Minerai huiying/bloomberg by way of Getty Pictures
Alors que le meurtre de Pretti survient quelques semaines seulement après que des brokers fédéraux à Minneapolis ont tué la poète et mère de 37 ans Renee Good, un sondage montre qu’une majorité du public américain ne soutient pas les tactiques utilisées par l’ICE. Le sénateur John Kennedy (R-La.) a déclaré vendredi à Invoice Maher que les companies d’immigration de Trump « sondaient là-haut avec la mycose des ongles des pieds ».
“Si j’étais président Trump, je penserais presque : ‘OK, si le maire et le gouverneur mettent nos responsables de l’ICE en hazard, et il y a une likelihood de perdre davantage de vies innocentes'”, a déclaré le représentant James Comer (R-Ky.) à Maria Bartiromo sur Fox Information. “Alors peut-être aller dans une autre ville et laisser les habitants de Minneapolis décider.”
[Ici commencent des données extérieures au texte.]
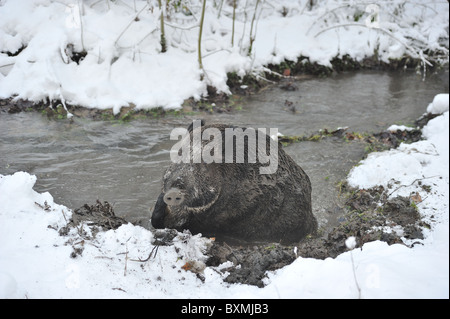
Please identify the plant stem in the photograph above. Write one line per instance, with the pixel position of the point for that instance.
(252, 38)
(163, 36)
(200, 63)
(234, 19)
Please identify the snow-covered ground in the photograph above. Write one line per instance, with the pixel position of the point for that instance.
(36, 262)
(124, 65)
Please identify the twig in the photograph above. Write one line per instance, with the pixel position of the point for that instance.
(128, 25)
(155, 249)
(202, 19)
(354, 276)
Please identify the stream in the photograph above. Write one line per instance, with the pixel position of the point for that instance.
(83, 160)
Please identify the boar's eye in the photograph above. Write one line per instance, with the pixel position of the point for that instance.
(173, 197)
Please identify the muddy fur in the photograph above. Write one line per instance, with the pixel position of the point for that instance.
(235, 200)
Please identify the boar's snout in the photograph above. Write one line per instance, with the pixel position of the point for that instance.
(174, 197)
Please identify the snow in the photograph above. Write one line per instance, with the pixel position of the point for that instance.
(124, 65)
(36, 262)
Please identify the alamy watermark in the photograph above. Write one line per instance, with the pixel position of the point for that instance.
(241, 146)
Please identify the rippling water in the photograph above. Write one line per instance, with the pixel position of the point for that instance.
(122, 163)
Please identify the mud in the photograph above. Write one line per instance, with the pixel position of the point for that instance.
(368, 215)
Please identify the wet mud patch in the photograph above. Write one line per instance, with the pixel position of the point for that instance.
(97, 216)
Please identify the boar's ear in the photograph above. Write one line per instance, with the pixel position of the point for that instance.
(191, 126)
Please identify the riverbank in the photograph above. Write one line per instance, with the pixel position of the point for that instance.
(402, 253)
(110, 56)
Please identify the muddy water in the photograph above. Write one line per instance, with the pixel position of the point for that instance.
(122, 163)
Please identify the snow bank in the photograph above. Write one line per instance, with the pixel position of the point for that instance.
(36, 262)
(124, 65)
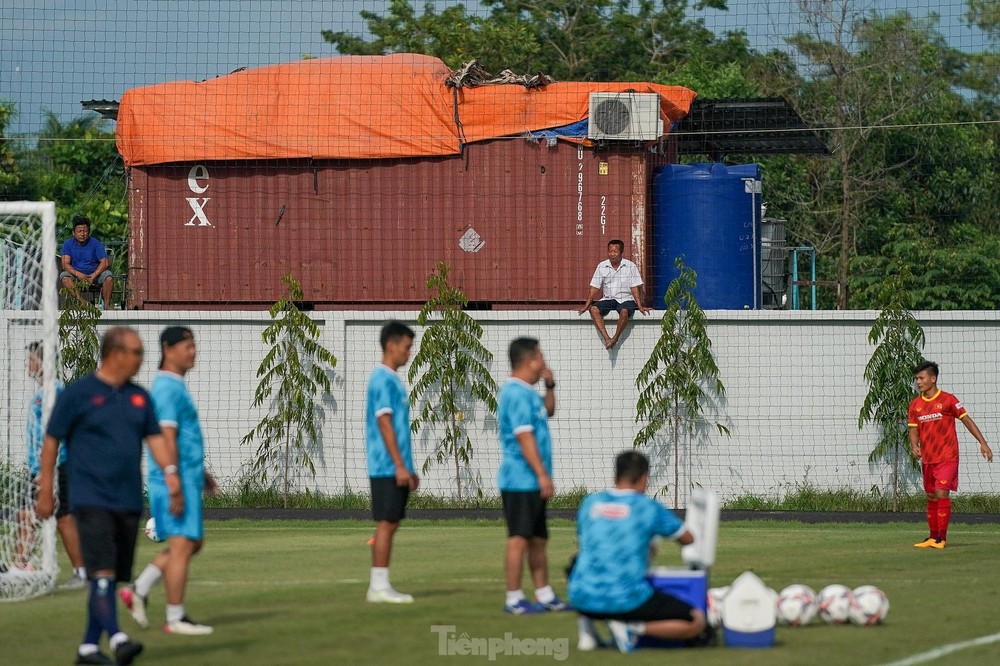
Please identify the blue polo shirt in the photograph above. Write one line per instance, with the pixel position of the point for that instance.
(520, 409)
(386, 395)
(85, 258)
(614, 529)
(176, 409)
(103, 427)
(35, 433)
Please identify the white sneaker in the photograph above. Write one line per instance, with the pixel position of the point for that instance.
(622, 634)
(389, 596)
(187, 627)
(587, 640)
(136, 605)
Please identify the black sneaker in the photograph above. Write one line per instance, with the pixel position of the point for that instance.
(127, 651)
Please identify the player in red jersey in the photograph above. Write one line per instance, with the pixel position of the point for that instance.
(933, 439)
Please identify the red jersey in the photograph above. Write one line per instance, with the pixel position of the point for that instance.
(934, 419)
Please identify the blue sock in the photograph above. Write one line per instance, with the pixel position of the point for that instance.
(103, 610)
(93, 633)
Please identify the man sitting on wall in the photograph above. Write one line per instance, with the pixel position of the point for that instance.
(617, 282)
(84, 258)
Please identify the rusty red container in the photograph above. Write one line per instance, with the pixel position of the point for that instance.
(521, 224)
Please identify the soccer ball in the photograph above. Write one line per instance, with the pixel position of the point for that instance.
(796, 605)
(714, 605)
(835, 604)
(871, 605)
(151, 531)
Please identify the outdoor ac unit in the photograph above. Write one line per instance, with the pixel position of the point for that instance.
(624, 117)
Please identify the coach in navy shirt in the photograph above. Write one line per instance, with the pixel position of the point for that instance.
(103, 418)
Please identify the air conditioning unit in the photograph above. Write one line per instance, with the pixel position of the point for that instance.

Lors de sa conférence de presse dimanche, le gouverneur Tim Walz (D) a tenté de faire appel aux Américains des deux côtés de l’allée, soulignant que le comportement du gouvernement fédéral au Minnesota devrait concerner tout le monde.
“Je m’en fiche si vous êtes conservateur et que vous arborez un drapeau de Donald Trump, si vous êtes un libertaire ‘Ne marchez pas sur moi’, si vous êtes un socialiste démocrate d’Amérique – c’est un level d’inflexion, l’Amérique”, a déclaré Walz. “Si nous ne pouvons pas tous être d’accord sur le fait de diffamer un citoyen américain, de salir tout ce qu’il défendait et de nous demander de ne pas croire ce que nous avons vu ? Je ne sais pas quoi vous dire d’autre.”